Aboriginal and Torres Strait Islander Social Justice

Acknowledgements and Intro

[Introduction in Bunuba]

Yaningi warangira ngindaji yuwa muwayi ingirranggu, Yagara a yani u.   Balangarri wadjirragali jarra ningi – gamali ngindaji yau muwayi nyirrami yarrangi thangani. Yaningi miya ngindaji Muwayi ingga winyira ngarragi thangani.  Yathawarra, wilalawarra jalangurru ngarri guda. J Ngindaji ngay walyayi thangani u nyana thangani u + mindija

I stand here today on the lands of the Jagara people. There are many of us that have come from afar, we come speaking different languages, and we are strangers to these lands. The ear of this land is hearing our different languages and we reassure that we gather and talk together with good feeling. This is not a light weight topic. This is big and serious talk.

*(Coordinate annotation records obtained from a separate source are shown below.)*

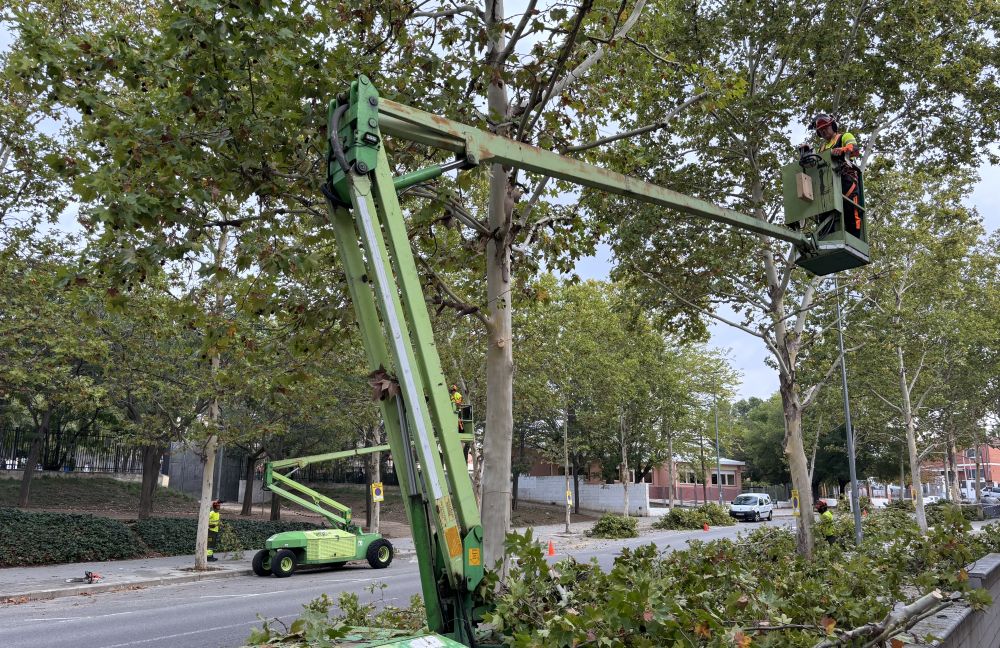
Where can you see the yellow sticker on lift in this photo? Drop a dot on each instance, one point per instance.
(454, 542)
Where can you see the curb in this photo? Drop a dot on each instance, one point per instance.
(43, 595)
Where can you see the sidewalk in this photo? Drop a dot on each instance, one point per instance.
(23, 584)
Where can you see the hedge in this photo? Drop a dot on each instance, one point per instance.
(48, 538)
(176, 536)
(34, 538)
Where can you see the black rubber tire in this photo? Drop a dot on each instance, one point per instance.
(262, 563)
(380, 553)
(284, 563)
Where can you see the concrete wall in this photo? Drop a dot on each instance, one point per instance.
(185, 473)
(79, 474)
(259, 494)
(593, 497)
(960, 627)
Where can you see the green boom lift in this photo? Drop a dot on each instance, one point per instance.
(284, 552)
(395, 326)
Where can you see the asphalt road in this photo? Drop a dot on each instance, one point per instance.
(221, 613)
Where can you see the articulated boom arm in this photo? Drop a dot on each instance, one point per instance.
(282, 484)
(481, 147)
(382, 277)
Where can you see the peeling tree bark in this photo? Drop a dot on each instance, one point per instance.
(499, 435)
(41, 431)
(151, 455)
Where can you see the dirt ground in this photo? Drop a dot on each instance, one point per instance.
(120, 500)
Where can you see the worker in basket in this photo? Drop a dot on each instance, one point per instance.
(843, 147)
(456, 401)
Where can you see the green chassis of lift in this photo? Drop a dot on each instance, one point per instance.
(395, 326)
(285, 552)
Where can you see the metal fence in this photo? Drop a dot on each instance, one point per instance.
(98, 453)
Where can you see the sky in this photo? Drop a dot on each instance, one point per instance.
(746, 353)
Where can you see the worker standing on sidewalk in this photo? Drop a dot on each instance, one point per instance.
(213, 529)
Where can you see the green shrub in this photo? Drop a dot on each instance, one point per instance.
(681, 518)
(28, 538)
(176, 536)
(615, 526)
(936, 510)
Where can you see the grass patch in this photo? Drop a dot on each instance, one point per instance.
(93, 494)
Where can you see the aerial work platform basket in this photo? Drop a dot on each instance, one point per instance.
(815, 203)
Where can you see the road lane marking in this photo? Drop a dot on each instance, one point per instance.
(193, 632)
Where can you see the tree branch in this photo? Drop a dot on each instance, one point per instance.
(814, 390)
(516, 34)
(470, 9)
(663, 123)
(463, 307)
(888, 402)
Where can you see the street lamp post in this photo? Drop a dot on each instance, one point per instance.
(718, 460)
(855, 496)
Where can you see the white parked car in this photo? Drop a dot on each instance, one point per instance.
(752, 506)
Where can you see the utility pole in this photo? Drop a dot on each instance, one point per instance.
(569, 504)
(855, 497)
(718, 458)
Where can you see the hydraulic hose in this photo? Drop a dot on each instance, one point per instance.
(333, 131)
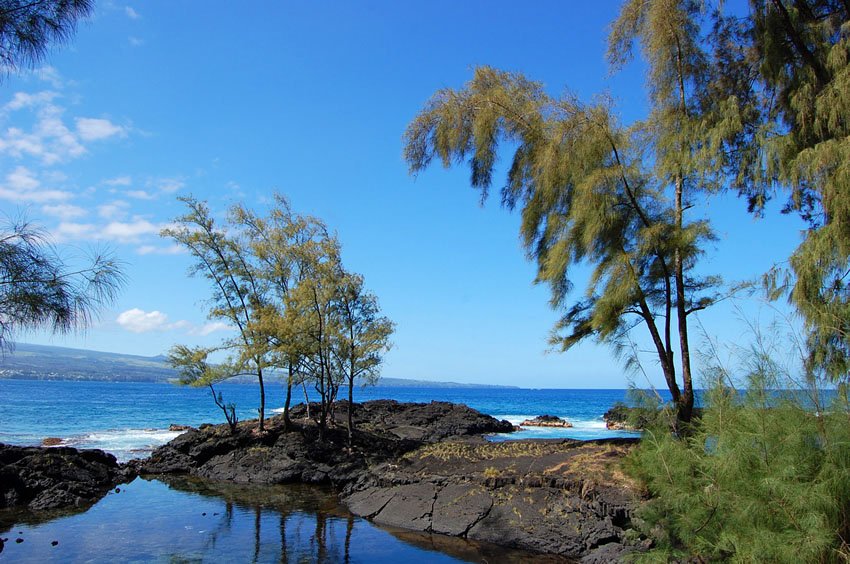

I would like to begin by acknowledging the Traditional Owners of the land upon which we meet, the Jagara and Turrbal peoples. The ancestors, elders and families of all of you here today. I want to say a big warm hello to my Kimberley country women here today. You are good medicine for jija’s.

I am a proud Bunuba woman from Fitzroy Crossing in Western Australia, and it gives me great pleasure to be here with you all to discuss this critical issue that impacts far too many Australians, and far too many of our peoples.

I am all too familiar with the devastation that suicide wreaks on our communities. And it is a sad fact that, like many of you, I speak with firsthand experience of its terrible impacts on my own family and community. 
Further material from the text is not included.